Gen. Lyon saw the strategic importance of the place, and did not propose to allow any concentration to be made there. He did not, as most Regular officers were prone, wait deliberately for wagons and rations and other supplies, but with a truer instinct of soldiership comprehended that his men could live wherever an enemy could, and leaving a small squad at Jefferson City, immediately started his column for Boonville, sending orders to other columns in Iowa and Kansas to converge toward that place.
Progress up the Missouri River was tedious, as the water was low, and the troops had to frequently disembark in order to allow the boats to go over the shoals. It was reported to Gen. Lyon that about 4,000 Confederates had already concentrated at Boonville.
While Gen. Price was the Commander-in-Chief, several prominent Secessionists were commanders upon the field of the whole or parts of the force. The man, however, who was the most in evidence in the fighting was John Sappington Marmaduke, a native Missourian, born in Saline County in 1833, and therefore 28 years old. He was the son of a farmer, had been at Yale and Harvard, and then graduated from West Point in 1857, standing 30 in a class of 38. He had been on frontier duty with the 7th U. S. until after the firing on Fort Sumter, when he resigned to return to Missouri and raise a regiment for the Southern Confederacy. He was to rise to the rank of Major-General in the Confederate army, achieve much fame for military ability, and be elected, in 1884, Governor of the State.

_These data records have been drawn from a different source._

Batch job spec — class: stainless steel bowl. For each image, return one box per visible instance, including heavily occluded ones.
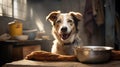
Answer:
[74,46,113,63]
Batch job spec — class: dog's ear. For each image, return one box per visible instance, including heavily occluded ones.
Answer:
[46,11,61,24]
[69,12,82,21]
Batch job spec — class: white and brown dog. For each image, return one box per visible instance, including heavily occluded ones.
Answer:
[46,11,82,55]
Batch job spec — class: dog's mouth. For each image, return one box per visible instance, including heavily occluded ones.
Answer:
[60,32,71,40]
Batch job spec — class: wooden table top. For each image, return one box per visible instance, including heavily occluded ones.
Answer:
[3,60,120,67]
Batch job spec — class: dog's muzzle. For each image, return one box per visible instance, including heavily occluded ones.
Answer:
[60,27,71,40]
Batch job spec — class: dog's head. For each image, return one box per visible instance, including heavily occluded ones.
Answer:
[46,11,82,40]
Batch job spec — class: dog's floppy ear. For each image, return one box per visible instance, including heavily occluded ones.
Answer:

The column immediately under the command of Gen. Lyon consisted of Totten's Light Battery (F, 2d U. S. Art.); Co. B, 2d U. S.; two companies of Regular recruits; Col. Blair's Missouri regiment and nine companies of Boernstein's Missouri regiment; aggregating somewhere between 1,700 and 2,000 men. On the evening of Sunday, June 16, the boats carrying the command arrived within 15 miles of Boonville, and lay there during the night. The next morning they proceeded up to within about eight miles of the town, when all but one company of Blair's regiment and an artillery detachment disembarked and began a land march upon the enemy's position. The remaining company and the howitzer were sent on with the boats to give the impression that an attack was to be made from the river side.

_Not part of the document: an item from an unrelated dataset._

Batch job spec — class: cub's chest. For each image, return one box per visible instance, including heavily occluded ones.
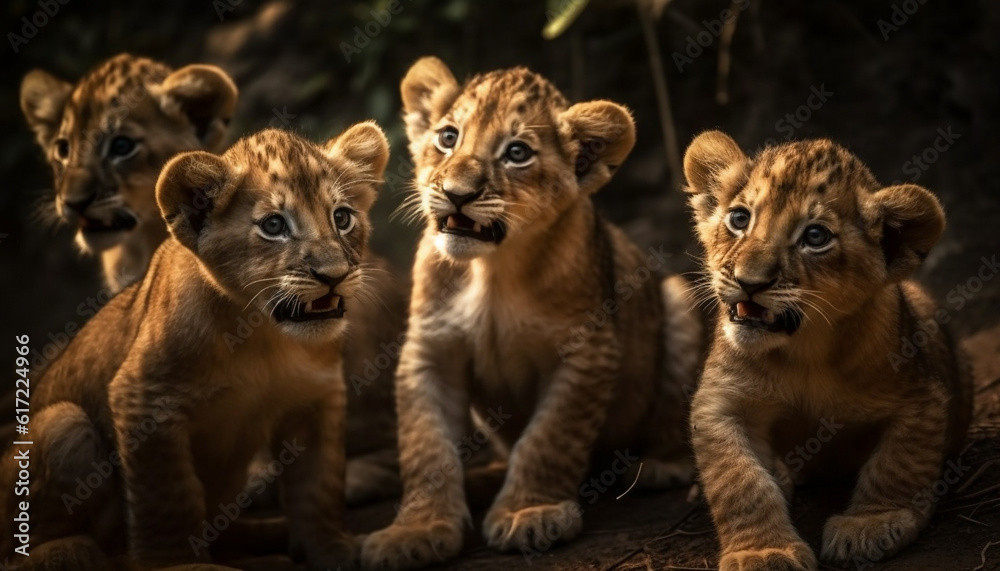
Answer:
[443,283,562,386]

The people in the country reported to Gen. Lyon that the enemy was fully 4,000 strong, and intended an obstinate defense. He therefore moved forward cautiously, arriving at last at the foot of a gently undulating slope to a crest one mile distant, on which the enemy was stationed, with the ground quite favorable for them. Gen. Lyon formed a line of battle about 300 yards from the crest, with Totten's battery in the rear and nine companies of Boernstein's regiment on the right, under the command of Lieut.-Col. Schaeffer, and the Regulars and Col. Blair's regiment on the left. It was a momentous period, big with Missouri's future.
The engagement opened with Capt. Totten shelling the enemy's position and the well-drilled German infantry advancing with the Regulars, firing as they went. The question was now to be tried as to the value of the much-vaunted Missouri riflemen in conflict with the disciplined Germans. The former had been led to believe that they would repeat the achievements of their forefathers at New Orleans.

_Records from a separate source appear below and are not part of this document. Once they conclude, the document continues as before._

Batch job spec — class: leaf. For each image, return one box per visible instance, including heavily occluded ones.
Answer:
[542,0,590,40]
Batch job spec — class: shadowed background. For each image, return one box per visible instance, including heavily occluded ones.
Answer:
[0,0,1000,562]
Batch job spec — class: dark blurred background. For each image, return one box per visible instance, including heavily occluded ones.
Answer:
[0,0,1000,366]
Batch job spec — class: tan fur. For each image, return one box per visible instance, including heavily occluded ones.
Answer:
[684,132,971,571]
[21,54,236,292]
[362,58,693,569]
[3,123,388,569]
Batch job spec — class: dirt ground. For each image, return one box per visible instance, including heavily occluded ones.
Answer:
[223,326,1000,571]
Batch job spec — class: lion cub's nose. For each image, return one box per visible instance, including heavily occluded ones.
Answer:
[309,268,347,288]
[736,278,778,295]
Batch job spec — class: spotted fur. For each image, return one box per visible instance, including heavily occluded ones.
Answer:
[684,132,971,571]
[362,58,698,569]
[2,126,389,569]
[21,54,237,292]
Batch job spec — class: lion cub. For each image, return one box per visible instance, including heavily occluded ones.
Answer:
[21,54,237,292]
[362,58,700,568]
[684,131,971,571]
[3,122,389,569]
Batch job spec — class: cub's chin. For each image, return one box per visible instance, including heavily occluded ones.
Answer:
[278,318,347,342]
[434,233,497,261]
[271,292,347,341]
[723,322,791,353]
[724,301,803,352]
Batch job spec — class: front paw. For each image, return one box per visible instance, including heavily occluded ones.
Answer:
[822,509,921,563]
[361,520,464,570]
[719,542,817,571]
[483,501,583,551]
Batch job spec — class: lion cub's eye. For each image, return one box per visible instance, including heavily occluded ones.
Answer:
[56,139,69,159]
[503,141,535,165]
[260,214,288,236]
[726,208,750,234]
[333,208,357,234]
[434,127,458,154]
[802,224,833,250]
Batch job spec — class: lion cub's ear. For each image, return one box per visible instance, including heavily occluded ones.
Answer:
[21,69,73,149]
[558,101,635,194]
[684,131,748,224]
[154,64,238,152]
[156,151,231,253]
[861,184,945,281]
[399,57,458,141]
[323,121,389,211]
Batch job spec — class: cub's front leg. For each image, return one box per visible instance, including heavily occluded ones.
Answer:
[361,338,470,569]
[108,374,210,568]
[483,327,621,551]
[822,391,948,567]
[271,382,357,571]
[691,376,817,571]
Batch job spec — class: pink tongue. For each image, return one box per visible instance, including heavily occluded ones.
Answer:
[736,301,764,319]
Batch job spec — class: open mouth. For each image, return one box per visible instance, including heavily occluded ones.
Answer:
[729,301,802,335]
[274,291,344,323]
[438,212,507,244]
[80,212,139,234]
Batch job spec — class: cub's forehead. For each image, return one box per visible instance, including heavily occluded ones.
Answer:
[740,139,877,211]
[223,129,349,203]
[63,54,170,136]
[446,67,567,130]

Under the lead of Col. Marmaduke, the Confederates stood their ground pluckily for a few minutes, but the steady advance of the Union troops, with the demoralizing effect of the shells, were too much for them. Col. Marmaduke attempted to make an orderly retreat, and at first seemed to succeed, but finally the movement degenerated into a rout, and the Confederates scattered in wild flight, led by their Governor, who, like James II. at the battle of the Boyne, had witnessed the skirmish from a neighboring eminence. The losses on each side were equal—two killed and some eight or nine wounded.